Hogan offers the city crumbling State Center, after thwarting redevelopment

Photo courtesy of The Baltimore Business Journal.

With his term-limited administration winding down, Gov. Larry Hogan (R) has made Baltimore City an offer it probably should refuse: take possession of the aging State Center 28-acre campus once it is emptied out of all state workers.

When Hogan took office eight years ago, a public-private plan was in place, supported by BHCA and all surrounding community associations, to renovate the dilapidated complex into a $1.5 billion mix of state and private office buildings and retail businesses, likely including a supermarket. Thousands of state workers would be officed there. That plan was constructed during the administration of an earlier Republican governor and a contract to start work was negotiated in 2009 during the term of Gov. Martin O’Malley (D).

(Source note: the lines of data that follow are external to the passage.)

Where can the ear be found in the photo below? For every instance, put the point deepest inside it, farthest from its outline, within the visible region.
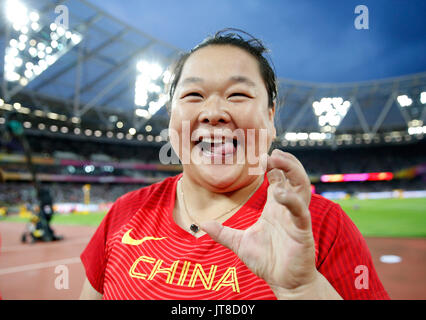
(271, 118)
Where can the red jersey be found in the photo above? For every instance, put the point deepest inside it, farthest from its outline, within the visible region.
(139, 252)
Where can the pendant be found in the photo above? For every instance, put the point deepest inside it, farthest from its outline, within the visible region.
(194, 228)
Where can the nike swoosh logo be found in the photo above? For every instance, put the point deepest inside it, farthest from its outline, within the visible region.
(127, 239)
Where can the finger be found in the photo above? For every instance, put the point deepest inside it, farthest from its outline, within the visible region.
(292, 167)
(298, 210)
(226, 236)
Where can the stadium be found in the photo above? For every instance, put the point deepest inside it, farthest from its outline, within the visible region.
(82, 115)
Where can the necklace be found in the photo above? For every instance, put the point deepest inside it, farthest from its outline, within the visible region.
(194, 227)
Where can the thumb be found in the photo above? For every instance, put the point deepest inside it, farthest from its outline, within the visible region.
(226, 236)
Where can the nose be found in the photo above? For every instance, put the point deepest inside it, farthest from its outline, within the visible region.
(213, 113)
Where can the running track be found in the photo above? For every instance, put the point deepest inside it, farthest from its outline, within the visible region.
(27, 271)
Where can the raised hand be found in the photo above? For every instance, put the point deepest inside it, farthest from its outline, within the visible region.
(279, 247)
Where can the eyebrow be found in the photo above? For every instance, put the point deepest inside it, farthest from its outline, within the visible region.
(234, 79)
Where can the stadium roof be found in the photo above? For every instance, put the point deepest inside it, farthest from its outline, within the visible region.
(94, 76)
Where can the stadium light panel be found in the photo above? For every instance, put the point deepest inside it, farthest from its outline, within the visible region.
(423, 97)
(149, 87)
(404, 100)
(32, 47)
(330, 112)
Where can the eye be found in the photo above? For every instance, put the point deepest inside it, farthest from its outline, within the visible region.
(237, 95)
(192, 97)
(192, 94)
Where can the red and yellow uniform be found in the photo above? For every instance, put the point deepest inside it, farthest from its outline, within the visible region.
(139, 252)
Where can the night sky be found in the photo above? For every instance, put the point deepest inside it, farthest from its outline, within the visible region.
(309, 40)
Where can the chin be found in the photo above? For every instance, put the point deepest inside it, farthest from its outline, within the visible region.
(219, 177)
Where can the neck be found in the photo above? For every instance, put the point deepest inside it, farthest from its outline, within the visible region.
(205, 204)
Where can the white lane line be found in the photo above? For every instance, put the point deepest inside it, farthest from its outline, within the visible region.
(41, 245)
(36, 266)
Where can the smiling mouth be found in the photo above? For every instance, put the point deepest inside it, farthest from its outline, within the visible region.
(217, 147)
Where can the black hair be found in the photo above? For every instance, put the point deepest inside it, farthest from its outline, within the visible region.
(233, 37)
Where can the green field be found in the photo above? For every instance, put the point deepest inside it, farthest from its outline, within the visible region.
(374, 218)
(388, 217)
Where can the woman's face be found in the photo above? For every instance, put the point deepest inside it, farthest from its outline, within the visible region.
(220, 121)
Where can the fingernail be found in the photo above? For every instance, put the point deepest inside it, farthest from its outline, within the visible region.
(264, 162)
(274, 176)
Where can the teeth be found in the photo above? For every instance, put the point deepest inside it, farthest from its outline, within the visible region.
(214, 141)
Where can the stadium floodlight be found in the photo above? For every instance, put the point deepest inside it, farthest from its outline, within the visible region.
(404, 100)
(330, 112)
(149, 88)
(423, 97)
(32, 46)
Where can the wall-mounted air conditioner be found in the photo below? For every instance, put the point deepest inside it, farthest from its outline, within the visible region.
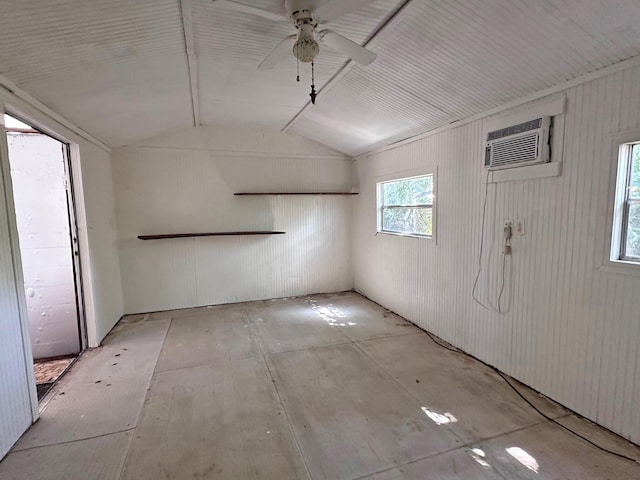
(518, 145)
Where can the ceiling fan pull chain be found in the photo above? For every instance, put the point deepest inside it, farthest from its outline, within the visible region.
(313, 84)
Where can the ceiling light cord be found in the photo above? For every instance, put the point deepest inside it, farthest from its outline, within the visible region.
(313, 93)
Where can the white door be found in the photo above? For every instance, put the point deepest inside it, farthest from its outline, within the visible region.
(17, 387)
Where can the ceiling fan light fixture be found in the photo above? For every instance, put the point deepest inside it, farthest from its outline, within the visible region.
(306, 49)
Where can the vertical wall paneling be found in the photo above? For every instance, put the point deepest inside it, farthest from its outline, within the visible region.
(185, 183)
(571, 330)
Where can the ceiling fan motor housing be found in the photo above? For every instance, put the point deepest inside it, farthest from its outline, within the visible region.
(306, 48)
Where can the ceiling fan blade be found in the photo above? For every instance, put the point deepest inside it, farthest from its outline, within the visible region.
(244, 8)
(336, 8)
(343, 45)
(278, 53)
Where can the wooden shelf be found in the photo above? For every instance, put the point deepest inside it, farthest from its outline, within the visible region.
(297, 193)
(207, 234)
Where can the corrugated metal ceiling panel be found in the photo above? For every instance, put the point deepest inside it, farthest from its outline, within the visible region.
(119, 69)
(450, 60)
(116, 68)
(230, 45)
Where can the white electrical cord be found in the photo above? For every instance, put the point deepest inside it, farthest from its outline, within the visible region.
(484, 216)
(507, 239)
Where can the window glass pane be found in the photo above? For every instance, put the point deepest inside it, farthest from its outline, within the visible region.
(634, 187)
(409, 191)
(632, 245)
(411, 220)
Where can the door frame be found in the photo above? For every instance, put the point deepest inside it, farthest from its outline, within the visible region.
(70, 159)
(21, 300)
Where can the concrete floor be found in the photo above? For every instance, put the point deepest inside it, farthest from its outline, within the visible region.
(322, 387)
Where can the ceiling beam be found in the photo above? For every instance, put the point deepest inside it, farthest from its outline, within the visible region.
(377, 36)
(187, 25)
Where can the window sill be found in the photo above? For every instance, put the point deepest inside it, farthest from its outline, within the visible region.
(410, 235)
(621, 267)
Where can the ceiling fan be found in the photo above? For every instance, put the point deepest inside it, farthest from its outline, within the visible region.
(306, 17)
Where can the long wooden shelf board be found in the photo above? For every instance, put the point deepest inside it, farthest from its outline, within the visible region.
(297, 193)
(206, 234)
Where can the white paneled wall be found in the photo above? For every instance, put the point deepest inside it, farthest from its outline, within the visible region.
(572, 331)
(185, 183)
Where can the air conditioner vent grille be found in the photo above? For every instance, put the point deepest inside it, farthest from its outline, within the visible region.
(515, 129)
(515, 150)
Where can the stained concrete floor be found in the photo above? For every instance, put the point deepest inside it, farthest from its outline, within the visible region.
(319, 387)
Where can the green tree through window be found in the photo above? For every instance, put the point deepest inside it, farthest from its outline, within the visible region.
(631, 249)
(407, 206)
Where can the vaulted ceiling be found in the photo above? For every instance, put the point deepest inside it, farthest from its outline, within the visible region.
(128, 70)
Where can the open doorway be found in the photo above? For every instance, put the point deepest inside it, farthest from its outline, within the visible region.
(45, 216)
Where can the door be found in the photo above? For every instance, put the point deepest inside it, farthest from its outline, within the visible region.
(17, 385)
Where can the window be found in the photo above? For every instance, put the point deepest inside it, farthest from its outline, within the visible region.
(626, 236)
(406, 206)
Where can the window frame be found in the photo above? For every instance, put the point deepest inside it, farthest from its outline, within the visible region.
(612, 261)
(406, 175)
(624, 183)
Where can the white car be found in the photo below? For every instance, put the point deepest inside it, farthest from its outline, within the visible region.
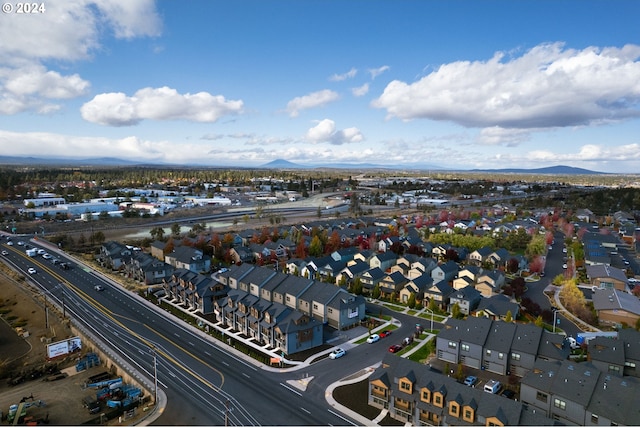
(337, 353)
(373, 338)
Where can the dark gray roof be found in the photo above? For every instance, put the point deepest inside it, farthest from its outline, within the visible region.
(606, 271)
(553, 346)
(616, 398)
(499, 305)
(500, 336)
(474, 330)
(613, 299)
(605, 349)
(274, 281)
(486, 404)
(237, 272)
(320, 293)
(631, 339)
(258, 276)
(294, 285)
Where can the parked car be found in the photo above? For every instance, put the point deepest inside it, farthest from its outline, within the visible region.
(395, 348)
(471, 380)
(509, 394)
(373, 338)
(337, 353)
(492, 386)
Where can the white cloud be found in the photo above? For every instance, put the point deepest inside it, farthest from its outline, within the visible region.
(131, 19)
(70, 30)
(31, 87)
(547, 87)
(496, 135)
(67, 31)
(360, 90)
(375, 72)
(312, 100)
(340, 77)
(117, 109)
(325, 131)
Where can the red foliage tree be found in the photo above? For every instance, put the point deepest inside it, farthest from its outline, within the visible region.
(536, 265)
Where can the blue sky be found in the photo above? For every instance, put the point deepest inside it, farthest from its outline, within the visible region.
(401, 84)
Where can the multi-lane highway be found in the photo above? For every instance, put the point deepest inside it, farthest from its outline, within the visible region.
(204, 381)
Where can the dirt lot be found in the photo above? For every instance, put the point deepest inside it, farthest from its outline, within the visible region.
(22, 356)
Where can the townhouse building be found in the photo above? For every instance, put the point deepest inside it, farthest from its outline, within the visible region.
(415, 395)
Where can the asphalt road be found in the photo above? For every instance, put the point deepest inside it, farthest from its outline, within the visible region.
(204, 382)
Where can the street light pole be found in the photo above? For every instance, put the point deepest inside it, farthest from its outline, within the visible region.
(46, 313)
(155, 377)
(426, 309)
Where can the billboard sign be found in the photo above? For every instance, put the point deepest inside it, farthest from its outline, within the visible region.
(64, 347)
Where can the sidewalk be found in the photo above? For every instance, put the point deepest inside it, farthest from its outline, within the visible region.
(567, 314)
(301, 384)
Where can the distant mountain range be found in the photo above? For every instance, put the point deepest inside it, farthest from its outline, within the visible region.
(282, 164)
(552, 170)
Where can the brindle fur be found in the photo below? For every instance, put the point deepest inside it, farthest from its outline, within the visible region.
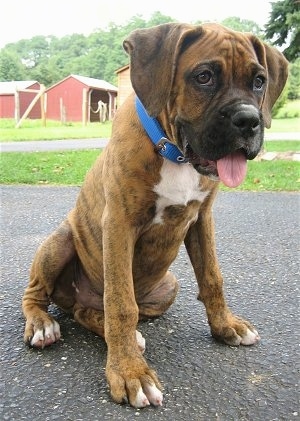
(107, 257)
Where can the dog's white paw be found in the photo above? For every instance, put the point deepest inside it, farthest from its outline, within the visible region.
(141, 341)
(150, 394)
(47, 336)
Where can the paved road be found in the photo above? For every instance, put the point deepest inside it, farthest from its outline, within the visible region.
(74, 144)
(258, 245)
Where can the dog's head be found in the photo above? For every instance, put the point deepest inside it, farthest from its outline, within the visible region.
(212, 89)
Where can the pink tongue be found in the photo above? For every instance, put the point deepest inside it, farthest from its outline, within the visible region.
(232, 169)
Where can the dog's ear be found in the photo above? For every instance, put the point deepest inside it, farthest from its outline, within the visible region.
(277, 71)
(153, 58)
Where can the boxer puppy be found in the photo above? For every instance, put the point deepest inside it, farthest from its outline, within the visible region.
(203, 95)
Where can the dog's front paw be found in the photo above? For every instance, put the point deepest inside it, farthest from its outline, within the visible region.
(131, 380)
(41, 331)
(235, 331)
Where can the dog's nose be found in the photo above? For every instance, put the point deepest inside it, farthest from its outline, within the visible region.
(246, 120)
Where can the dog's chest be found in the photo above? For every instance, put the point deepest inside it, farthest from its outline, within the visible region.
(178, 187)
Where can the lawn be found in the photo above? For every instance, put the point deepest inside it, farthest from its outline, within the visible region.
(70, 168)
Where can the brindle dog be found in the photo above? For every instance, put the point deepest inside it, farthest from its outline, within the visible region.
(211, 90)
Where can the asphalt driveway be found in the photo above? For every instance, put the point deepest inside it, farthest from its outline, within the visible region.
(258, 247)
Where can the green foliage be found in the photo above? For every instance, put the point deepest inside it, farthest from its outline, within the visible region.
(284, 27)
(70, 168)
(50, 59)
(11, 67)
(243, 25)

Hogan, on taking office, decried the deal as a “boondoggle” and sought to stop it, which led to years of litigation and no progress. Last year with downtown Baltimore office buildings emptied out because of the pandemic, Hogan and State Senate Leader Bill Ferguson (D), whose senate district includes downtown, made a deal to ship state workers expeditiously from State Center to privately owned buildings downtown. About 700 workers have vacated, with another 2,000 or so expecting to move.

The two candidates vying to become governor have not said anything about the project. It is not clear that Hogan can give away the property without legislative action.

“The surrounding communities and the entire city deserve a State Center site that lives up to its full potential,” Mayor Bandon Scott said. “My administration will work with this governor, the next governor, the surrounding communities and their elected leaders to develop a plan for the site that we can all be proud of — a plan that fits into our shared vision for Baltimore’s renaissance.” However, given the pace of these things, Scott likely will be gone, like Hogan, before a shovel turns.

The Baltimore Sun called it Hogan’s “last ‘gift’ to Baltimore,” a bookend to his other major decision upon taking office to kill the cross-city light rail, the Red Line. “Who is going to pay to remove the existing asbestos-laden structures? Redevelopment was possible in the original plan only because of those state leases. How will Baltimore attract developers now? Who will foot the bill?” the editors wondered.

One thing seems certain: those rotting buildings may or may not eventually be torn down, but the likelihood of a new development plan taking shape and being constructed in less than a decade is unlikely. Get used to the idea of an empty space to our south for years ahead. It seems almost certain.